The challenges in improving global food security are so daunting that no one country or one company can solve them by itself, so the resolution really needs to be collaborative, Dupont Pioneer Vice President Daniel Jacobi said Monday.
In an interview with Xinhua over phone, Jacobi, who isresponsible for the leading U.S. seed producer's Asia Pacific, Europe, Africa commercial business group, said that everyone can see the demand for agricultural output is to continue to increase over time.
"So regardless of what has happened in short term, there is going to be ongoing need for greater and greater agricultural productivity."
To meet these growing challenges, Jacobi believed that "we have to take full advantage of our global science... Then we have to work with local governments, with academics and with other players in the private sectors to bring that global sciences and local solutions."
Jacobi said he is quite happy for Chinese agricultural companies to "go global" and learn more about how to boost agricultural productivity.
"I think everyone is going to have to be involved if we are going to meet the challenges of feeding another 2 billion people on the planet."

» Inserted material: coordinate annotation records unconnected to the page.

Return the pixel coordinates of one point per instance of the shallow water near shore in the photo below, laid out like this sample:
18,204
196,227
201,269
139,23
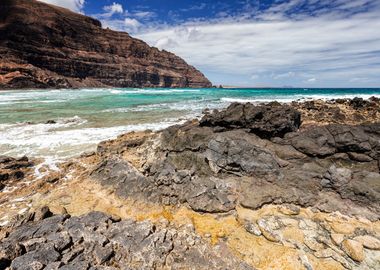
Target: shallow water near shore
58,124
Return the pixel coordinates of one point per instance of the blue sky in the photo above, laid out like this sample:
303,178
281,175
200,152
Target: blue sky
300,43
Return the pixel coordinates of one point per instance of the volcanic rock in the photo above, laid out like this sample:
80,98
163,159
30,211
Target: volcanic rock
66,50
266,121
95,239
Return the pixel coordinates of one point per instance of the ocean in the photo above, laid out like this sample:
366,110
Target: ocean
59,124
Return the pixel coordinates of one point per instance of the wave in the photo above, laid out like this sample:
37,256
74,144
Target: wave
191,105
288,99
40,140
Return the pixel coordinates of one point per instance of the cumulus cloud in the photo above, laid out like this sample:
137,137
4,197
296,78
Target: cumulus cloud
74,5
131,25
112,9
333,45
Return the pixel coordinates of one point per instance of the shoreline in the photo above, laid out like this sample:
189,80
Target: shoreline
228,177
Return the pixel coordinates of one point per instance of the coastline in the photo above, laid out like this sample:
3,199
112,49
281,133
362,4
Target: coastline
200,176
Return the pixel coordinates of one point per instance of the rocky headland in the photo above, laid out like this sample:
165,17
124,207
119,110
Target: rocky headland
66,50
269,186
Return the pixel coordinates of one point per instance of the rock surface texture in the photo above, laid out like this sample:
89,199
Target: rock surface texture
248,187
98,241
67,50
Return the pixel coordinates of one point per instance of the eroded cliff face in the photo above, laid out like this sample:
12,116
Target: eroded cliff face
45,46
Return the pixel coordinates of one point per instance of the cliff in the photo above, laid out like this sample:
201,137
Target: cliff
43,46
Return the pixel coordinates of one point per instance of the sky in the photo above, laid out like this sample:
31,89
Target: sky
268,43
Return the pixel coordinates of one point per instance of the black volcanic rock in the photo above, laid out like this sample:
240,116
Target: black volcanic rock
65,49
266,121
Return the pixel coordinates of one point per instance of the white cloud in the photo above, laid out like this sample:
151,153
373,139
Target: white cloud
112,9
74,5
144,14
131,25
332,47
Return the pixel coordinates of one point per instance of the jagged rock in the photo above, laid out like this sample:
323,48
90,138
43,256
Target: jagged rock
353,249
368,241
267,231
68,50
337,238
131,244
266,121
239,156
13,169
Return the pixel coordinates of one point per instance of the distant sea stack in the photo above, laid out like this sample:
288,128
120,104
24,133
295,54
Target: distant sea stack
45,46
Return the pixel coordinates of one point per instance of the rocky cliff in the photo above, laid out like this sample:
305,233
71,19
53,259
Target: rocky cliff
45,46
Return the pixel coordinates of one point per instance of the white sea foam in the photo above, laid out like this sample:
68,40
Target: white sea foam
288,99
55,144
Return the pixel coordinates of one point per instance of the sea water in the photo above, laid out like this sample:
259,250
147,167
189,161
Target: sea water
59,124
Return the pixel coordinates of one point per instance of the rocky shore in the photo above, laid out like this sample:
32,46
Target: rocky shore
270,186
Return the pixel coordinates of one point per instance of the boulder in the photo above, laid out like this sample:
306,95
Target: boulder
266,121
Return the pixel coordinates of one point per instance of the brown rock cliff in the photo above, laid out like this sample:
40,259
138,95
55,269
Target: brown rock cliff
44,46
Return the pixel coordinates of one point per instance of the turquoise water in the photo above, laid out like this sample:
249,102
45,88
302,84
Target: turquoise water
81,118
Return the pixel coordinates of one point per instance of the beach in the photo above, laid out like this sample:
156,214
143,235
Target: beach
59,124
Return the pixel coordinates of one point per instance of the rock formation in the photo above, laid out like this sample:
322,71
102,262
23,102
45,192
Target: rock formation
251,187
65,50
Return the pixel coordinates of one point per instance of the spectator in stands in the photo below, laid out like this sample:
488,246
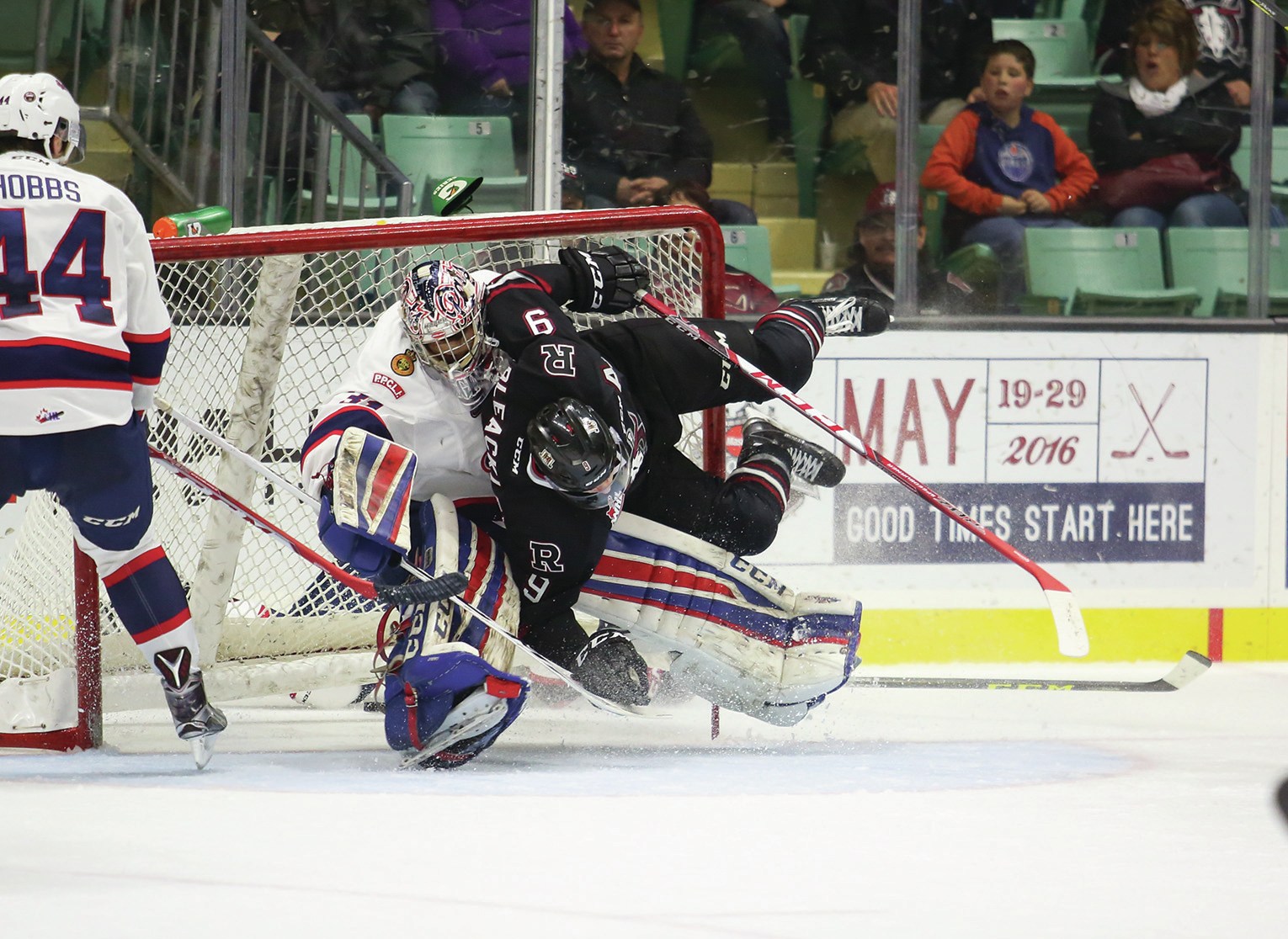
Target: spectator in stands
486,58
1006,167
760,31
872,257
631,130
745,294
1166,109
1225,45
852,49
374,57
1014,9
572,192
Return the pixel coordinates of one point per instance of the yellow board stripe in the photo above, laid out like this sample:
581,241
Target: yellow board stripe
896,637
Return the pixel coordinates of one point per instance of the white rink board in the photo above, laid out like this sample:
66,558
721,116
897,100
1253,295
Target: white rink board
1142,470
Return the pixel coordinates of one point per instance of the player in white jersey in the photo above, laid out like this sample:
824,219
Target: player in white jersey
84,335
389,393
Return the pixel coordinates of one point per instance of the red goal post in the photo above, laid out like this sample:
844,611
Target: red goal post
264,322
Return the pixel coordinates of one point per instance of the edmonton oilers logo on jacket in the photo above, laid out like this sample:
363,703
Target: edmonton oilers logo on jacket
1015,160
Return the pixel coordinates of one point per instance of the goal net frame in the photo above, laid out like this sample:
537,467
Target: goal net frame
257,290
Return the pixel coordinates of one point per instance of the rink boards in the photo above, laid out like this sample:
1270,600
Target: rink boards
1147,470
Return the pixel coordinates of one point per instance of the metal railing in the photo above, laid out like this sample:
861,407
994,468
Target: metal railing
233,124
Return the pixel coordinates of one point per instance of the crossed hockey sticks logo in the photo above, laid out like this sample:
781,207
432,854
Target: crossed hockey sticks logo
1151,428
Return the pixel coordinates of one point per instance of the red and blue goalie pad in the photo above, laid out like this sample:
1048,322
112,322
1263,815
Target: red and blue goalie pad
372,487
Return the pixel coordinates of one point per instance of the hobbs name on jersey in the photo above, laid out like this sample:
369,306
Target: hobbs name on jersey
29,186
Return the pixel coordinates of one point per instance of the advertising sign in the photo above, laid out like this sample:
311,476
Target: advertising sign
1088,450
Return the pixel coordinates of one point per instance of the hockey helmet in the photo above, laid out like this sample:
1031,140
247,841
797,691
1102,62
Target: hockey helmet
444,313
576,453
39,107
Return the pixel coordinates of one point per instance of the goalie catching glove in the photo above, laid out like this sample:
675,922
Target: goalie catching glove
604,279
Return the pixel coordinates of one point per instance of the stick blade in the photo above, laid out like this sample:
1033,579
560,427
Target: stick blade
1190,666
424,592
1069,629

He praised the accomplishments made by China in improving agricultural production, citing that the world's most populous country feeds 19 percent of the world's population on 7 percent of the arable land.
But at the same time, Jacobi said China is going to have to do better in the future as more and more migrant workers are moving to the cities of China and are going to have more reliable sources of food.
He said that the most important thing for China to address the challenges is improving agricultural productivity.
"If we could find ways to improve corn average yield in China to the level they are today in the United States, you would be doubling the amount of corn produced in China," Jacobi said, noting that farmers in China on average get about one half the yield of farmers in the United States.
"That would have a huge impact on food situation in China," Jacobi said.
He also made a recommendation not only for Chinese agribusinesses but also for other agricultural companies in the world that focus should be put on improving seed genetics, producing higher quality seeds and providing agronomic services and support to farmers.
"I think if everybody focuses on those three things, we would help improve productivity for farmers," Jacobi said.
Moreover, Jacobi expressed his belief that an expanding urban middle class and increasing imports of agricultural products for China mean a lot of opportunities for U.S. companies since China has become the largest market for U.S. agricultural exports.
Operating for more than 15 years in China, Pupont Pioneer is running two joint ventures with two Chinese seed companies.
Jacobi said that China's seed companies can understand the value of high quality seeds using modern seed production methods and the value of protecting intellectual property since fake seed is a huge problem for Chinese farmers.
Chinese companies are going to play a critical role in meeting the increasing demand for food in the country, Jacobi believed.
DuPont's Pioneer subsidiary, based in Des Moines, Iowa, is the second-biggest seed company in the United States after Monsanto Co.